Repression of PLA2R1 by c-MYC and HIF-2alpha promotes cancer growth

INTRODUCTION

The secreted phospholiapse A2 receptor (PLA2R1) belongs to the mannose receptor family. It binds several secreted phospholipases A2 (sPLA2s) and various collagens and carbohydrates [1-5]. We have previously discovered that in normal human cells, loss of the phospholipase A2 receptor (PLA2R1) delays senescence or favors senescence escape, depending on the stress [6, 7], senescence being a tumor suppressive pathway [8-13]. In addition, PLA2R1 knockout mice are more prone to form tumors induced by RAS [7]. These tumor suppressive effects of PLA2R1 are at least in part mediated by increased JAK2 activity and increased ROS production [6, 7, 14]. Together these results strongly support a tumor-suppressive activity of PLA2R1. Nevertheless, the mechanisms regulating PLA2R1 expression are currently unknown.

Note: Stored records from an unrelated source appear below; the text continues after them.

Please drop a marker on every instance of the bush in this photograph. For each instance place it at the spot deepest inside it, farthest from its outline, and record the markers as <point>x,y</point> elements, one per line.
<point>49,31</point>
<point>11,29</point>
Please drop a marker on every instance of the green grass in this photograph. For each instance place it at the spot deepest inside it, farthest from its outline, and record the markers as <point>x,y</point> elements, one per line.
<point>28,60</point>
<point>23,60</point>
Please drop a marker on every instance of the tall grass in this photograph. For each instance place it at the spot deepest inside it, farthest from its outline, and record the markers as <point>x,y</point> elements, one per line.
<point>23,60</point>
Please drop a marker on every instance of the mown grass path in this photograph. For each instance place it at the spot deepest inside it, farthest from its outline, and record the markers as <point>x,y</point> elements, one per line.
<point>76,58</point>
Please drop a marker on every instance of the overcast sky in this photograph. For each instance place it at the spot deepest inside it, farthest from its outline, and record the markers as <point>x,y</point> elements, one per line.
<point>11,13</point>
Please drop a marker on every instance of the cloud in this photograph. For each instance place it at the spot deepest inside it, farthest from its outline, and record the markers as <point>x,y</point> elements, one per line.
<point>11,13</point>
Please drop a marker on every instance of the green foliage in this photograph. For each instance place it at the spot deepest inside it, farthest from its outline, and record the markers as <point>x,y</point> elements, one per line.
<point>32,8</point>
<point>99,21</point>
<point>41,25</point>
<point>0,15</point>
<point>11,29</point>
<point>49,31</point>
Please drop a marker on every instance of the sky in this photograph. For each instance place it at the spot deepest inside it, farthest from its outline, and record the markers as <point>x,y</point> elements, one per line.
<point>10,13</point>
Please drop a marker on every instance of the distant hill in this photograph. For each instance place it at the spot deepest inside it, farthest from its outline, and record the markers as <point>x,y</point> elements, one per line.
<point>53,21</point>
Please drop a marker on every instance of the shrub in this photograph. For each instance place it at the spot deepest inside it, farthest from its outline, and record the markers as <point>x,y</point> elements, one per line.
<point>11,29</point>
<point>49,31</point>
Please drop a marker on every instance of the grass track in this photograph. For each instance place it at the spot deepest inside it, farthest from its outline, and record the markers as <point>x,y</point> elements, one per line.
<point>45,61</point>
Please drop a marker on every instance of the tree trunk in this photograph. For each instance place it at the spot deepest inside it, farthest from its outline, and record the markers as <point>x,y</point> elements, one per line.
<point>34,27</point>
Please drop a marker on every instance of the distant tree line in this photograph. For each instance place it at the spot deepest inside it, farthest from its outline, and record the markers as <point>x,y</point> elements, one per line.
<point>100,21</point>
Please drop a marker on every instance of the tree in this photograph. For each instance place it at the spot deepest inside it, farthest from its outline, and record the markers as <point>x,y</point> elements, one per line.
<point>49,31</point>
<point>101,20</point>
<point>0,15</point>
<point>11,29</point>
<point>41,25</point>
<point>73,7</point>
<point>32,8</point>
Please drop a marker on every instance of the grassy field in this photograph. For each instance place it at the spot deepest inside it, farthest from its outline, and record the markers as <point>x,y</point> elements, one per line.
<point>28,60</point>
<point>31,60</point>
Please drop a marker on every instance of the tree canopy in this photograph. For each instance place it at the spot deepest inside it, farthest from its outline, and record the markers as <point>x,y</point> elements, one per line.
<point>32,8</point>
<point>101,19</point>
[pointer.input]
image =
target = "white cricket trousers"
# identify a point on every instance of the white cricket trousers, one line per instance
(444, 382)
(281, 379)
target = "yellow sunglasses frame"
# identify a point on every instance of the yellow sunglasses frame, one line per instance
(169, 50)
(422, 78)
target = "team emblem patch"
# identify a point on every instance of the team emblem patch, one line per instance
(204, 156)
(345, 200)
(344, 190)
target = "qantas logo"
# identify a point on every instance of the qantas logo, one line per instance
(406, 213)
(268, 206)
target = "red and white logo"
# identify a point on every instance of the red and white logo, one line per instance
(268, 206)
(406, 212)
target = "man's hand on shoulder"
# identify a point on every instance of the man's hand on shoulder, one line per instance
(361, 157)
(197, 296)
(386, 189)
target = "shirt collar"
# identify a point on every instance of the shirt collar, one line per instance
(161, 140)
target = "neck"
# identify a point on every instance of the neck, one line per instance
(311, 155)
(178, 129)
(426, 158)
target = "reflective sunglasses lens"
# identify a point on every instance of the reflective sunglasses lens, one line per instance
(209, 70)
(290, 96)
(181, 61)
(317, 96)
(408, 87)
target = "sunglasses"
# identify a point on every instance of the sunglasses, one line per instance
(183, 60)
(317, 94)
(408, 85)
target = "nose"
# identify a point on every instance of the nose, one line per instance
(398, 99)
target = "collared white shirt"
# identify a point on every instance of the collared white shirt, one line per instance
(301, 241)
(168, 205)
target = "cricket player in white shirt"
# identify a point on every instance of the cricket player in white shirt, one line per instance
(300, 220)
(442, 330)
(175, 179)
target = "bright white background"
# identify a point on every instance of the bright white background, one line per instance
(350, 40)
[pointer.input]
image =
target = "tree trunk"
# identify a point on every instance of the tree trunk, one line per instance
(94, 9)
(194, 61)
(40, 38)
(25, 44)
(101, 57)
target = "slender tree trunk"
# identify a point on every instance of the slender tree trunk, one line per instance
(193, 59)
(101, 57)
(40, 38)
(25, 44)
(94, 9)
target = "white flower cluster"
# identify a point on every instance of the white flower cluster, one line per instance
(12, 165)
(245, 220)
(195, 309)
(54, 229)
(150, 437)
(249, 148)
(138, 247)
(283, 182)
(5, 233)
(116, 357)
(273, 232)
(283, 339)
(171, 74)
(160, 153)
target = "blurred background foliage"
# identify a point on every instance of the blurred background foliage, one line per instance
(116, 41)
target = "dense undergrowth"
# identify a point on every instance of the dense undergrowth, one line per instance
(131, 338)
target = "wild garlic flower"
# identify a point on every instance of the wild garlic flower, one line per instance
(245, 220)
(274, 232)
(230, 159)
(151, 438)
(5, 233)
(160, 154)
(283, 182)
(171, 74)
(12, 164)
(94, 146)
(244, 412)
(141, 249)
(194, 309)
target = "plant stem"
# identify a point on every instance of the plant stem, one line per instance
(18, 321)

Analysis in the Oncomine database, a cancer microarray database allowing to perform differential expression analyses comparing most major types of cancer with respective normal tissues, shows that numerous cancers display an unusually low PLA2R1 mRNA level [7]. Amongst these cancers, kidney cancers are the one displaying the strongest decrease. In addition, PLA2R1 has recently been described as an important protein in kidney physiopathology [15], we have then decided to investigate whether it might play a tumor-suppressive role in kidney cancer. The most frequent and aggressive renal cancer is conventional renal cancer or clear cell Renal Cell Carcinoma (RCC). These highly vascularized tumors, either sporadic or familial, are strongly associated with biallelic inactivation of the Von Hippel-Lindau gene (VHL), by point mutation, loss of heterozygosity, and/or promoter methylation [16]. The VHL tumor suppressor is an E3-ubiquitin ligase recognizing regulatory proteins such as the alpha subunits of the Hypoxia Inducible Factors (HIFs), the interaction being followed, generally, by ubiquitination and proteasomal degradation of the partner. Loss of VHL in RCC thus results in increased HIFα stability. This stabilization of HIFα proteins, particularly HIF2α, is thought to be a driving force of RCC initiation and progression [17, 18].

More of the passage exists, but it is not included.